And step S306, performing insertion updating operation on the distributed search engine according to the tag set corresponding to the metadata.

For example, when the distributed search engine is ELASTIC SEARCH, the tag information stored in the tag set corresponding to the metadata may be stored in the ELASTIC SEARCH engine through upsert operation.

Step S307, acquire the next metadata in the data block. After step S307, the next metadata acquired may be executed to execute step S301.

In the embodiment of the invention, metadata of a plurality of data sets can be marked in parallel through the steps, so that the marking efficiency is improved, and furthermore, the running pressure of a single server can be effectively reduced through the parallel marking in a distributed environment.

Fig. 5 is a schematic diagram of main modules of a data integration apparatus according to a third embodiment of the invention. As shown in fig. 5, the data integration apparatus 500 according to the embodiment of the present invention includes a marking module 501, a generating module 502, and a querying module 503.

The marking module 501 is configured to set labels for metadata in multiple data sets in parallel, and store label information of the obtained metadata in the distributed search engine.

Illustratively, the marking module 501 may perform parallel marking (where the marking may be understood as that metadata sets a tag) on metadata of multiple data sets to be integrated based on a timed worker (a task running framework) tool or a loop thread, etc. to improve marking efficiency. For example, assuming a total of three data sets data _set1、data_set2 and data _set3, a timing woker tool may be started for each data set to mark the metadata of the three data sets in parallel. In order to further improve the marking efficiency, each of the three data sets can be further split into a plurality of data blocks, and metadata in the plurality of data blocks can be marked in parallel.

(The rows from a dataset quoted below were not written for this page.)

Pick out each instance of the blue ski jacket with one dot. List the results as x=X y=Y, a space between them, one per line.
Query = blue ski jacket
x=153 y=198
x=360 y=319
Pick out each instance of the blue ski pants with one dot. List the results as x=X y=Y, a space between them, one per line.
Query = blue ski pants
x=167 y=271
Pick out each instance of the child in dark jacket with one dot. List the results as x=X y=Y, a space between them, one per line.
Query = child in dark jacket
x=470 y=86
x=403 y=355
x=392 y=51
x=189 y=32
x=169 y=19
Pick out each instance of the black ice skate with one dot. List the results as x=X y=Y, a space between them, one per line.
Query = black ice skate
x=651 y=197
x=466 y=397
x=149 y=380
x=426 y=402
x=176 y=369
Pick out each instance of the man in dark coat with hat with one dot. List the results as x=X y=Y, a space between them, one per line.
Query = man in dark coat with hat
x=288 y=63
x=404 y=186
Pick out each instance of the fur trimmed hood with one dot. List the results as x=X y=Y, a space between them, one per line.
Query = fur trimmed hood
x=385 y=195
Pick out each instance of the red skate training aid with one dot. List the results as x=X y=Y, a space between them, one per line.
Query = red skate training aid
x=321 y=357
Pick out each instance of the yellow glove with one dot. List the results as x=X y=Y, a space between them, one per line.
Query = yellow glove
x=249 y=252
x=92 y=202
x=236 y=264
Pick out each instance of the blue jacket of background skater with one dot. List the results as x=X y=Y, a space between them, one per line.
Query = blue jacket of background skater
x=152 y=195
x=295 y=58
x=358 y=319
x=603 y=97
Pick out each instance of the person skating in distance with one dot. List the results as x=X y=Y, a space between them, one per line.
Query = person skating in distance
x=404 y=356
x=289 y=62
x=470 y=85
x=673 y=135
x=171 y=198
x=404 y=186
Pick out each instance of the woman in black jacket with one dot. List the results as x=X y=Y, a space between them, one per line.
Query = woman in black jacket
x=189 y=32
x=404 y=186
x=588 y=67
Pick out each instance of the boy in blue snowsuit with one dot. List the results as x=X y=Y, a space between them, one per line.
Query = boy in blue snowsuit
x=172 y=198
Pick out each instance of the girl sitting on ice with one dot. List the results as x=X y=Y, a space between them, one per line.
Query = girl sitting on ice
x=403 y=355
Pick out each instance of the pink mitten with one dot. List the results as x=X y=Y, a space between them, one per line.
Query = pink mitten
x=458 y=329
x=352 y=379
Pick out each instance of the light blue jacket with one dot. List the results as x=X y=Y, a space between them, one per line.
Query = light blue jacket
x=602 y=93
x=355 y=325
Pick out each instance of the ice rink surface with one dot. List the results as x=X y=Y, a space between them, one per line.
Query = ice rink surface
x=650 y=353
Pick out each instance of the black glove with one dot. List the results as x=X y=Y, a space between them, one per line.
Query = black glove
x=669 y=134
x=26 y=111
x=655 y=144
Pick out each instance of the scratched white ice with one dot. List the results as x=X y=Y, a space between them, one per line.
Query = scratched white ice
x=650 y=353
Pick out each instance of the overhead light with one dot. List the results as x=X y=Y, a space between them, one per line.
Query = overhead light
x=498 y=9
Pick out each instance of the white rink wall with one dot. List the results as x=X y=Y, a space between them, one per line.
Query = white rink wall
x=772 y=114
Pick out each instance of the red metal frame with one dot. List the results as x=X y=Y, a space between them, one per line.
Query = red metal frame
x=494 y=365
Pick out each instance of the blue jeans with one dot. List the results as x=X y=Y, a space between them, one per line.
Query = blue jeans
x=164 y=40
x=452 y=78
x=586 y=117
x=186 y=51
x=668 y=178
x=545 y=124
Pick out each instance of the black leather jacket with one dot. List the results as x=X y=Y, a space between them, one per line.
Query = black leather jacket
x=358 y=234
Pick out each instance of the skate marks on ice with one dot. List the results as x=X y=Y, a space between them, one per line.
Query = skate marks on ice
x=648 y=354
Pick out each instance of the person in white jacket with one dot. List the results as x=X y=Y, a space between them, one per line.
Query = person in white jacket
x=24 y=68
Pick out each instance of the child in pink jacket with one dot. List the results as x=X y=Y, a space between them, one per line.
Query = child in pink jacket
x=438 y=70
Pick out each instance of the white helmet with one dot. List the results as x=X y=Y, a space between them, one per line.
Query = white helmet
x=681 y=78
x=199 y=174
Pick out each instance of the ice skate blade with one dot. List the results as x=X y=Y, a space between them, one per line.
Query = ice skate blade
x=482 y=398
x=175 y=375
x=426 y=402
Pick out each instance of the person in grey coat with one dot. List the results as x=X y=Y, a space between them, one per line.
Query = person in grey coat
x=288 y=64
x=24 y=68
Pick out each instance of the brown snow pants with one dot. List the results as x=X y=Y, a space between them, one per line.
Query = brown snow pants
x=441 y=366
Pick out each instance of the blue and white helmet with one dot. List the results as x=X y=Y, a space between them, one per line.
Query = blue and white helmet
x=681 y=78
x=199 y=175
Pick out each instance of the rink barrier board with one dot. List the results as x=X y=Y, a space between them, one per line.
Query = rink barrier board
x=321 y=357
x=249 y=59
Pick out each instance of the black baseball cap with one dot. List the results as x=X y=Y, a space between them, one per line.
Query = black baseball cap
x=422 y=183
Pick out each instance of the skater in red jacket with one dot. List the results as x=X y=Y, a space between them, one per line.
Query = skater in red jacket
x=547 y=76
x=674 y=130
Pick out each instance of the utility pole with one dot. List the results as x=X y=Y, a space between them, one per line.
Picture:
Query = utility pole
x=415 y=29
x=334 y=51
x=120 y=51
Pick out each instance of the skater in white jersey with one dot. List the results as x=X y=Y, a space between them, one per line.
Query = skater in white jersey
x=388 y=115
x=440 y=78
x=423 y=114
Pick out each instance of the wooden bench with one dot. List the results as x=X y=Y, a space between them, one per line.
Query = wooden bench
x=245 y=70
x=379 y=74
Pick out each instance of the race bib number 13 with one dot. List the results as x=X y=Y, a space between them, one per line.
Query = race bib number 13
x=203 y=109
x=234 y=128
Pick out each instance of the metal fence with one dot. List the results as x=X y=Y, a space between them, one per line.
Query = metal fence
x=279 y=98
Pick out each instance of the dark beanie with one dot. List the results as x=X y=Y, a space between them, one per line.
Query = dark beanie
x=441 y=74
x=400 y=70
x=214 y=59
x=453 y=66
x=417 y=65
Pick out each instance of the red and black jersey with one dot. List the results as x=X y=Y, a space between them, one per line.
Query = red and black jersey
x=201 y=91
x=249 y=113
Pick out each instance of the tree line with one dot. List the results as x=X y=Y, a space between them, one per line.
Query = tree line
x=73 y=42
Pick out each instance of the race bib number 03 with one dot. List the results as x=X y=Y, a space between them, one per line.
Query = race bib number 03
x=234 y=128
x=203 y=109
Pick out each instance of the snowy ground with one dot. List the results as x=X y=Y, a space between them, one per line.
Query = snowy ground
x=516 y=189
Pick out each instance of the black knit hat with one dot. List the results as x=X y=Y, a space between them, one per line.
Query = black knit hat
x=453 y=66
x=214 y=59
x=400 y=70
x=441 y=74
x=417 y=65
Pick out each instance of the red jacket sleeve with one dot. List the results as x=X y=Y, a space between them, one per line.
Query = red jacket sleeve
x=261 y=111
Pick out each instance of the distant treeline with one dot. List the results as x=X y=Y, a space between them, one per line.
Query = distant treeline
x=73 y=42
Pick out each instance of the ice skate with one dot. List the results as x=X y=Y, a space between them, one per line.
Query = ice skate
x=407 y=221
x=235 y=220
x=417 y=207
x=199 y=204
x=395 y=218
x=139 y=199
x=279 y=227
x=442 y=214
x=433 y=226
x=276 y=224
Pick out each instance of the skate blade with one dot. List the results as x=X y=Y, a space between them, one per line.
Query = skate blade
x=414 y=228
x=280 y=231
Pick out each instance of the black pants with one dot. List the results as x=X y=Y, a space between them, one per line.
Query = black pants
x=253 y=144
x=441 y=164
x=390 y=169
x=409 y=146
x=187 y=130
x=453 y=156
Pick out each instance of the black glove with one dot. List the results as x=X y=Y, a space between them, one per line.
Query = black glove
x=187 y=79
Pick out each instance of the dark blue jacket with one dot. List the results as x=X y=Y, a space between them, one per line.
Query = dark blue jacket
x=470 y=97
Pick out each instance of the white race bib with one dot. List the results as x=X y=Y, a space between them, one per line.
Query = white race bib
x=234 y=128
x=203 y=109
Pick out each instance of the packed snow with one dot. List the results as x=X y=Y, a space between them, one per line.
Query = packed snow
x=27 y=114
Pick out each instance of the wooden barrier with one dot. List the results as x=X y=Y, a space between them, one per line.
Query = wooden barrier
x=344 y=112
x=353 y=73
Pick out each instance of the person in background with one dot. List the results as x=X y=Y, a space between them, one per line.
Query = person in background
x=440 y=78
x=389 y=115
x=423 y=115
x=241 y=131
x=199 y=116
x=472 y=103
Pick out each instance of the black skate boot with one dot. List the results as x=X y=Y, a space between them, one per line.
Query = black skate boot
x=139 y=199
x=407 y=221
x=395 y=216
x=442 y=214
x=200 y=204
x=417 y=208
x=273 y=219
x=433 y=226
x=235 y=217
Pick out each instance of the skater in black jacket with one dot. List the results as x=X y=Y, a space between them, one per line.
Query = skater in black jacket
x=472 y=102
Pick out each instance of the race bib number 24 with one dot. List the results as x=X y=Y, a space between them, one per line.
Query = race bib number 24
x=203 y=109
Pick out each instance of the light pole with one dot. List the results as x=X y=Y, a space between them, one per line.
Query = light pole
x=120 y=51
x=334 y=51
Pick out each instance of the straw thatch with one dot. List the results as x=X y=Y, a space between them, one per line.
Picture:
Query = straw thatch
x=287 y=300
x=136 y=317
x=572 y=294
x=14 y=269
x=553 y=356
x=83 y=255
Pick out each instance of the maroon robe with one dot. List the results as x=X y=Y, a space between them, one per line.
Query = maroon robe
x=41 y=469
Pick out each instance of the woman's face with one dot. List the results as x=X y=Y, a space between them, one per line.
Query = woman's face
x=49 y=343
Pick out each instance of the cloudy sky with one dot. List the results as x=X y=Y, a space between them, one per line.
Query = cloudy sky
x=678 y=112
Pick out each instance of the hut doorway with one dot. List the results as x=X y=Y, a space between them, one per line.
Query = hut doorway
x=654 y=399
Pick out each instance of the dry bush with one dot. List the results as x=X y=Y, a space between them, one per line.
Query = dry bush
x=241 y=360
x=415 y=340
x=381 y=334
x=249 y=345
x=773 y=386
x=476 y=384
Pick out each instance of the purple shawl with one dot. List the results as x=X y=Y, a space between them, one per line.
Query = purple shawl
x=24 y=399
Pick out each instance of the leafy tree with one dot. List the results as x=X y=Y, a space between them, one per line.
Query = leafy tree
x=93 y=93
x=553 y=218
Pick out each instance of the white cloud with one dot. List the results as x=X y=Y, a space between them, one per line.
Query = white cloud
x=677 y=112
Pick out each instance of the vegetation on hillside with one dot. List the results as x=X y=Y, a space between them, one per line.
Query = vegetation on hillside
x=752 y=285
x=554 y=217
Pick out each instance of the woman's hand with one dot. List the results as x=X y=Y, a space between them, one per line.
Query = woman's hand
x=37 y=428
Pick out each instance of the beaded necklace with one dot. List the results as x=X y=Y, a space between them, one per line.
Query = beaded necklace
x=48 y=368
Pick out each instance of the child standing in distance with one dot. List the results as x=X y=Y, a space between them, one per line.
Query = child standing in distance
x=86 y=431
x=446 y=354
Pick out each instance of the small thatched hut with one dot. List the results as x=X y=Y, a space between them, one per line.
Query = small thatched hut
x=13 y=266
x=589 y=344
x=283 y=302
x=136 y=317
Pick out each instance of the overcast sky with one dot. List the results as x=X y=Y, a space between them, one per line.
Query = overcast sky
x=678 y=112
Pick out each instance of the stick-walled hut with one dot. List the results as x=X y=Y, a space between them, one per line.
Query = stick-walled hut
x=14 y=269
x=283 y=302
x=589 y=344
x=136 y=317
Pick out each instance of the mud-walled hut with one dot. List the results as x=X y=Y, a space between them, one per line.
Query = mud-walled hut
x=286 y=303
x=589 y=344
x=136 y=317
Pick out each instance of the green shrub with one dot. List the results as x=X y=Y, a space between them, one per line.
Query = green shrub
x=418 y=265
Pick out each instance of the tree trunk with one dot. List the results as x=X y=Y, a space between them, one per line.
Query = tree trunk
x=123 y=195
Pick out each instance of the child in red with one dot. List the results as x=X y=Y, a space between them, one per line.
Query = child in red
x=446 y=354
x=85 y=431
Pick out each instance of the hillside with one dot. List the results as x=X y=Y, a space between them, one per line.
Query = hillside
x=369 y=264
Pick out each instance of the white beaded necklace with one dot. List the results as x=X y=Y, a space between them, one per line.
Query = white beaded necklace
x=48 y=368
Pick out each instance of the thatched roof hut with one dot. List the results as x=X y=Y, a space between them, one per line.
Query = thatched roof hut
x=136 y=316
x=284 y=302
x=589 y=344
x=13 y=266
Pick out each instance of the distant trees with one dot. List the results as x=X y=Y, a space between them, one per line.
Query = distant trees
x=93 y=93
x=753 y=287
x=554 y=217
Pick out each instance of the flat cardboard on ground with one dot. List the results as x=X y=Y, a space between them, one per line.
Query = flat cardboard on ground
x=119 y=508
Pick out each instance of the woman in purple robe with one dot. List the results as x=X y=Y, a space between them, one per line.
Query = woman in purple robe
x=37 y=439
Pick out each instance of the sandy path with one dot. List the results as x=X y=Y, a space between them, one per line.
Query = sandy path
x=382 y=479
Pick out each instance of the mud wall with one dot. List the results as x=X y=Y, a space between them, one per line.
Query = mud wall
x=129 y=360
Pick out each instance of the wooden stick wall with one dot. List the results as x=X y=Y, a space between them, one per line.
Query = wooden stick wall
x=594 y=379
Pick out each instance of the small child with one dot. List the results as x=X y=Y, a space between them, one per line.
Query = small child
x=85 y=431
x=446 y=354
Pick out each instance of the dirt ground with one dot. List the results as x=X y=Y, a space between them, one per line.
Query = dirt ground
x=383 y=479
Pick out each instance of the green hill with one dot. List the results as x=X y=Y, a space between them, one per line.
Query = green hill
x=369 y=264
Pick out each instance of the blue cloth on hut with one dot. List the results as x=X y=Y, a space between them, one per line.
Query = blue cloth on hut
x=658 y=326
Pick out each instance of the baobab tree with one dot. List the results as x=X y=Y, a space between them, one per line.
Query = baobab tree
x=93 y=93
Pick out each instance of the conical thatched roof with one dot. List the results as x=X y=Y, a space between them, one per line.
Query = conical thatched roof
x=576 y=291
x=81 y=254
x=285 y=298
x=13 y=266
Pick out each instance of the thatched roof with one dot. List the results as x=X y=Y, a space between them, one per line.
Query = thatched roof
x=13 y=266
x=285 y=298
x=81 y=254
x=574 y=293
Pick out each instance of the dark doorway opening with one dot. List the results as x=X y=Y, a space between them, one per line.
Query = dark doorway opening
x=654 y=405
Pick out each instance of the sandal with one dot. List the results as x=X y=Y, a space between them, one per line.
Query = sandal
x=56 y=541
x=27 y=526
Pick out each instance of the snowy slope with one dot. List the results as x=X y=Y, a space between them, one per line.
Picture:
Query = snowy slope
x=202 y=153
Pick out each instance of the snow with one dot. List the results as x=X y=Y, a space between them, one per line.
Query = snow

The tag information of the metadata comprises a data set identifier where the metadata is located. For example, when metadata in the dataset data _set1 is marked, an identification of the dataset (e.g., "No _set1" or "1" etc.) may be added to the set of tags corresponding to the metadata. Wherein, the tag set refers to a data structure for storing tag information of the metadata, which may be a tuple, a linked list, or the like.

The generating module 502 is configured to parse a preset data set integration rule to generate an aggregate query statement corresponding to the data set integration rule.

Illustratively, the generating module 502 analyzes the preset data set integration rule to generate an aggregate query statement corresponding to the preset data set integration rule, wherein the generating module 502 converts the preset data set integration rule into a digital expression, the digital expression consists of a digital operand and an operator, and the generating module 502 generates the aggregate query statement corresponding to the digital expression according to the digital expression. Wherein the operators include at least one of a fetch intersection operator, a fetch union operator, or a fetch difference operator.

In one example, the dataset integration rule may be represented by a suffix expression. A suffix expression is a general expression of an arithmetic or logical formula in which an operator is in the middle of an operand in the form of a suffix. For example, a certain dataset integration rule expressed in a suffix expression is data _set1∩data_ste2∪data_set3-data_set4. Further, assuming that the distributed search engine is ELASTIC SEARCH engine, the aggregate query statement corresponding to the dataset integration rule "data _set1∩data_ste2∪data_set3-data_set4" generated by the generation module 502 may be expressed as:

And a query module 503, configured to perform an aggregate query on the tag information of the metadata based on the aggregate query statement, so as to obtain an aggregate query result.

In the embodiment of the invention, the metadata in a plurality of data sets are marked in parallel through the marking module, the tag information of the marked metadata is stored in the distributed search engine, the preset data set integration rule is analyzed through the generating module to generate the corresponding aggregation query statement, and the tag information of the metadata is subjected to aggregation query based on the aggregation query statement through the query module to obtain the aggregation query result, so that the processing efficiency of data integration can be improved, the consumption of resources such as a stand-alone server memory and a CPU (Central processing Unit) in the integration processing process can be reduced, and the stability and the usability of the system are improved.

Fig. 6 is a schematic diagram of main modules of a data integration system according to a fourth embodiment of the invention. As shown in fig. 6, the data integration system 600 of the embodiment of the present invention includes a multi-source data set collecting device 601, a data integrating device 602, an integration rule configuration terminal 603, a data distribution engine 604, a data output terminal 605, and a distributed search engine 606.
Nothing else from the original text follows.